News by Chandu Gopalakrishnan

Ransomware operators have started using legitimate, digitally signed hardware drivers to delete security products from targeted computers

Ransomware operators have started using legitimate, digitally signed hardware drivers to delete security products from targeted computers, reports Sophos.

A probe into two different ransomware attacks showed that attackers deployed a legitimate hardware driver to delete security products from the computers before encrypting files, said a Sophos report by researchers Andrew Brandt and Mark Loman.

The signed driver is part of a redundant software package issued by Taiwan-based motherboard manufacturer Gigabyte, which had a vulnerability disclosed in 2018. Even though the company discontinued issuing the vulnerable driver, it still exists in devices, posing a security threat, said the report.

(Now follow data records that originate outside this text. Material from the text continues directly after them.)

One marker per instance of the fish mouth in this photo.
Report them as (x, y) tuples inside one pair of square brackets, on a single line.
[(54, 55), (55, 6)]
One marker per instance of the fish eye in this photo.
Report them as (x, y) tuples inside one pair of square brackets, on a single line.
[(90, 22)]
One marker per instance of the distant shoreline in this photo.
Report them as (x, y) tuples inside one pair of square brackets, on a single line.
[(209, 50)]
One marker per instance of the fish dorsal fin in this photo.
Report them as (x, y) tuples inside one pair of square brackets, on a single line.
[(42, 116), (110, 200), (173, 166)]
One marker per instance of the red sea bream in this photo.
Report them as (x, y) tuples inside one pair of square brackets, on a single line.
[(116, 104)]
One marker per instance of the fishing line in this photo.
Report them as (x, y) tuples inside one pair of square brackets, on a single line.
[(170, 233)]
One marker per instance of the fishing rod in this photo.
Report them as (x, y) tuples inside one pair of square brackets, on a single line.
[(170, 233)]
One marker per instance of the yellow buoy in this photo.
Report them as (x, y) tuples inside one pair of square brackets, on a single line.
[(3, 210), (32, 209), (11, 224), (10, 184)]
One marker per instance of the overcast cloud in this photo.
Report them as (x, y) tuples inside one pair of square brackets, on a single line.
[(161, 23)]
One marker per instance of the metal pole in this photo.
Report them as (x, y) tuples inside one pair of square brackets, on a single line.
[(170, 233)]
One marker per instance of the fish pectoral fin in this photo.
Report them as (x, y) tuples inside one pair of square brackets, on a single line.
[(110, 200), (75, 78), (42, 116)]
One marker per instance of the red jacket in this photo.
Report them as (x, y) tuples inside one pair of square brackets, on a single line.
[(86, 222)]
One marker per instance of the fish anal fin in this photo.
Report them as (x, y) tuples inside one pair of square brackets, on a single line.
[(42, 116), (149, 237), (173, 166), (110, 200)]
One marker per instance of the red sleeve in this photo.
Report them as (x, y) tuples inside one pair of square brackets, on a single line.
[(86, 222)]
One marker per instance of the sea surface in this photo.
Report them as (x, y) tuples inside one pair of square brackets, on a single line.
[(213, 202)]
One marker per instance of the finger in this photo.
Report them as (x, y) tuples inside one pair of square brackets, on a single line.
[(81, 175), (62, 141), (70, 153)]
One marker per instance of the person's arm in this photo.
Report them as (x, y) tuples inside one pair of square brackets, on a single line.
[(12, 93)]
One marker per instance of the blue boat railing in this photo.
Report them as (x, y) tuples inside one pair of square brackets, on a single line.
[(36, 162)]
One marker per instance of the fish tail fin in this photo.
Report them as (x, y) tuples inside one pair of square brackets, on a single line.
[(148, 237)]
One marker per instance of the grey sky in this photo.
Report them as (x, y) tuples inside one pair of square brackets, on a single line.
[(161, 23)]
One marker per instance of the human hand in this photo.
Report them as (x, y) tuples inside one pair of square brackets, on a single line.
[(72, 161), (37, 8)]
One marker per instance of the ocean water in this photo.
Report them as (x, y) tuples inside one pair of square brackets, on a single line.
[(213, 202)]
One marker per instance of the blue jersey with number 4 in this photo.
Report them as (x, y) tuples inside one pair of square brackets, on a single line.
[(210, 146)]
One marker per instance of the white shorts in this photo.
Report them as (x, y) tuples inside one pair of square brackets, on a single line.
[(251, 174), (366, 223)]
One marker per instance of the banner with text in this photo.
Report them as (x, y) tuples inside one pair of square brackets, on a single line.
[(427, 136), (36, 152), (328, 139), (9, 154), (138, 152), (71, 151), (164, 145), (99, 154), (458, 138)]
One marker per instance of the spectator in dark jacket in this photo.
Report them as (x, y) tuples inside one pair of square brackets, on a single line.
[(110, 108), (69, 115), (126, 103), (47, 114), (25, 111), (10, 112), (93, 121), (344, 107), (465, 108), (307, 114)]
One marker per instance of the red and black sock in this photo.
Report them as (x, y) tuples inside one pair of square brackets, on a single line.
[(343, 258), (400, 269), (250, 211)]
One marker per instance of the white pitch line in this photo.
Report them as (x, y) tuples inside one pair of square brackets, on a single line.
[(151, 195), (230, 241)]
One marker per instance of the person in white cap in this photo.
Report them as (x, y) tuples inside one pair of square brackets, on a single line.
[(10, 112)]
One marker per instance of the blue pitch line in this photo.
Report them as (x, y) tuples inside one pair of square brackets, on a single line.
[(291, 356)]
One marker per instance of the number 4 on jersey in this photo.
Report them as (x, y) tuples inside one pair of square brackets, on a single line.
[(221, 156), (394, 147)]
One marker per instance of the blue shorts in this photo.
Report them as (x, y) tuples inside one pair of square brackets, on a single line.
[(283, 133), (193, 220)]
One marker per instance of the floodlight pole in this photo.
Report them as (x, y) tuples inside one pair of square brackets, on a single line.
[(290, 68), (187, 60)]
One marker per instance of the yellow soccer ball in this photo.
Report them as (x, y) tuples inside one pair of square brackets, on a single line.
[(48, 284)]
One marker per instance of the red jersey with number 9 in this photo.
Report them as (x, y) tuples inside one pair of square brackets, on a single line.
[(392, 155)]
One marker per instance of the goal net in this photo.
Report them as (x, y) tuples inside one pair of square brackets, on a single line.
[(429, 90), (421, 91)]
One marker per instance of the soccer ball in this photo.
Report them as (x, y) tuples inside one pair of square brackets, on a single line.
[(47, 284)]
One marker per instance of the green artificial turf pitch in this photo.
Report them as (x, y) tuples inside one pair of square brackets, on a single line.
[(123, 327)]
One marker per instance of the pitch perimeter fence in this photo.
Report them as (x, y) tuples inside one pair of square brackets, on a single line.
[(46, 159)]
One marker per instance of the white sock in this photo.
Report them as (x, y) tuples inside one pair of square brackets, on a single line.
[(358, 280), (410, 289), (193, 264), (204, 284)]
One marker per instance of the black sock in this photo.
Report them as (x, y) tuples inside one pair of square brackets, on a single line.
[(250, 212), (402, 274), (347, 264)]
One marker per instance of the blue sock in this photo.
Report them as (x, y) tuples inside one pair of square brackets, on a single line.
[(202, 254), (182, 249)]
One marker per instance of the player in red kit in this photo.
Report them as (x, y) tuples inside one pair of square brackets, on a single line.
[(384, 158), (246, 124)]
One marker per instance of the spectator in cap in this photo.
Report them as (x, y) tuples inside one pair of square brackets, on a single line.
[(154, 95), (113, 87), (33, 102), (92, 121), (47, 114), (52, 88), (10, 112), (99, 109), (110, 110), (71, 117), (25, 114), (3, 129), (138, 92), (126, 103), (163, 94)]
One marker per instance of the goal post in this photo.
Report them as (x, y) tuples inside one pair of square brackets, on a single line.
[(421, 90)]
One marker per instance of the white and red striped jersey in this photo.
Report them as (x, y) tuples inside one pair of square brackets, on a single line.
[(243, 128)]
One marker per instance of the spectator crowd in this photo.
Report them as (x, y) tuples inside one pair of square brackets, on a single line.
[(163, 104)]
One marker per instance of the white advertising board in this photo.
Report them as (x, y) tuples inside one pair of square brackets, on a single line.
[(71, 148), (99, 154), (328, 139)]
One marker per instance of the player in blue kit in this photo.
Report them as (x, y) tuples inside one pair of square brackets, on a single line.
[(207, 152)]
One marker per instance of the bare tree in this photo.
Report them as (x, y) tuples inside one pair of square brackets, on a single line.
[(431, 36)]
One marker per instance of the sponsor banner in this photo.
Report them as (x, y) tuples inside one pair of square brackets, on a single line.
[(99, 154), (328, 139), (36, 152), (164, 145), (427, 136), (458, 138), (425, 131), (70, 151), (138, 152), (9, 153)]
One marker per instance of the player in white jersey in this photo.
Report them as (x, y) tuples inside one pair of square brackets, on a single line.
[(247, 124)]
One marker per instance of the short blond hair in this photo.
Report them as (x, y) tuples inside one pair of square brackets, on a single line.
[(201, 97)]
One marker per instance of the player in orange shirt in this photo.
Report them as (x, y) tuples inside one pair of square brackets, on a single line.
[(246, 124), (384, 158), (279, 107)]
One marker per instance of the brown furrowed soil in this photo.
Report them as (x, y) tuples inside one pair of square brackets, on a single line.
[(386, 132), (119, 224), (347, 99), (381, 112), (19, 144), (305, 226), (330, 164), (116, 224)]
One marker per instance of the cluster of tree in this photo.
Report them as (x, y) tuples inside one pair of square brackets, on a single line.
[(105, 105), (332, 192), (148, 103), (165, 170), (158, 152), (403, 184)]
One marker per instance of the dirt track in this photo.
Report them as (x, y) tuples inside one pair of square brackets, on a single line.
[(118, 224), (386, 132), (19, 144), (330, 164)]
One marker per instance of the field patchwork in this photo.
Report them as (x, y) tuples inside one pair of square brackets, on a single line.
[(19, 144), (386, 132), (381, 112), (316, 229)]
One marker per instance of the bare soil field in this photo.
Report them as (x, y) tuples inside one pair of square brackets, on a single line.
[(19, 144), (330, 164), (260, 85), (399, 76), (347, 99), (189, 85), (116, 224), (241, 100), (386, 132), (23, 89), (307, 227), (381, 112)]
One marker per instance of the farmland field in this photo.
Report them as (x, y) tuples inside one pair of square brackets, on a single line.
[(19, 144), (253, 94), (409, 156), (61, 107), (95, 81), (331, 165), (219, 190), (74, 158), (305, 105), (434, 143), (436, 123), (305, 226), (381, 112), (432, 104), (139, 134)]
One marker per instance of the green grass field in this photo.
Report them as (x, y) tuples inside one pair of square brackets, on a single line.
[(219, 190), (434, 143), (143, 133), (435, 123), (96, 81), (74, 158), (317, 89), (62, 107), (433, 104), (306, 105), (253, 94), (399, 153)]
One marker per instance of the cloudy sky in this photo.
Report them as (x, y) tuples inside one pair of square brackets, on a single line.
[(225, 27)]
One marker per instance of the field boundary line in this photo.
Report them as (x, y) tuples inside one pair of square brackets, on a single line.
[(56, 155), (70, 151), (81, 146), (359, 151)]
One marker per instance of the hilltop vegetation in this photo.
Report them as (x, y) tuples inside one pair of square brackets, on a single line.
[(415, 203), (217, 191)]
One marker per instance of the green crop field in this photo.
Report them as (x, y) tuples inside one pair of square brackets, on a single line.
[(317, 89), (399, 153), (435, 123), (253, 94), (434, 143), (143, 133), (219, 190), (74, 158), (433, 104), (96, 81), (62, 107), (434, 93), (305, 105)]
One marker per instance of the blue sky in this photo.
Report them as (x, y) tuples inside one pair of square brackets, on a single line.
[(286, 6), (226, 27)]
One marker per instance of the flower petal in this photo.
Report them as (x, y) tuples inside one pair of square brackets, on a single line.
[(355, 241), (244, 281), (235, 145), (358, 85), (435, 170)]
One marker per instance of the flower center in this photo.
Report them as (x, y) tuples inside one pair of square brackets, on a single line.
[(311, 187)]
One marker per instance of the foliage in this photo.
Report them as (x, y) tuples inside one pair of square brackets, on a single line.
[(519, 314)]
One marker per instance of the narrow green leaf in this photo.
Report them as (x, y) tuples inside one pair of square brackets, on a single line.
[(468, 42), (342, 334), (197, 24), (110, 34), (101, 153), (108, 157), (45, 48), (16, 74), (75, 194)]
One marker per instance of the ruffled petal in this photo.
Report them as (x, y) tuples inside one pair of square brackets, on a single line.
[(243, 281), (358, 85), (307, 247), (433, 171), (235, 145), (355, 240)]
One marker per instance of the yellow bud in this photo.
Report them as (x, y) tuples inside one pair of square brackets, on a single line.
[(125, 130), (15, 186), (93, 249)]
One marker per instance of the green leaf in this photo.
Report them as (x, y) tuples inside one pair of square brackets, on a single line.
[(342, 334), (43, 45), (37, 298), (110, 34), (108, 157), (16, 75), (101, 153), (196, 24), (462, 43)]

What makes this particular attack different from other ransomware campaigns is the way the attackers brought this vulnerable driver to bear in the attack kill-chain, Brandt, principal security researcher at Sophos, told SC Media UK.

“This was the first time we’ve seen this gdrv.sys driver used to enable a malware attack, but it isn’t the first time the driver has been used to bypass protection measures on a Windows computer,” he said. 

“For instance, in the course of this investigation we found that there are several versions of at least one tool designed to help people cheat at the online game PUBG (PlayerUnknown’s Battlegrounds) that deploy the identical Gigabyte driver file, presumably to get around anti-cheating mechanisms installed alongside the game. This strengthens the argument that there’s an increasingly narrow distinction between developers of online game cheating tools and people who create novel malware kill chains,” he explained.

The specific Gigabyte driver file found in the attack is not the sole file capable of doing this, noted Brandt. 

“There are commercially-produced drivers for a variety of products for which there have already been CVEs issued that are also capable of performing the same role as gdrv.sys but we haven’t seen them used.”

Sophos has not attributed this particular attack to any threat group.

Brandt suggests a three-point defence plan to mitigate the risk of this attack:

1. Use threat protection that disrupts the whole attack chain. With ransomware attacks using multiple techniques and tactics, focusing the defence on a single technology leaves the target vulnerable. Instead, a range of technologies should be deployed to disrupt as many stages in the attack as possible. The public cloud should be integrated into the target’s security strategy.

2. Implementing strong security practices, including multi-factor authentication (MFA), complex passwords managed through a password manager, limited access rights with proper oversight, offsite and offline backups, locking down the RDP. Enabling tamper protection is also important, as ransomware strains attempt to disable endpoint protection, and tamper protection is designed to prevent this.

3. Continuous and updated staff training: People are invariably the weakest link in cyber-security, and cyber-criminals are experts at exploiting normal human behaviours for nefarious gain. Continuous investment and updating is necessary in staff training.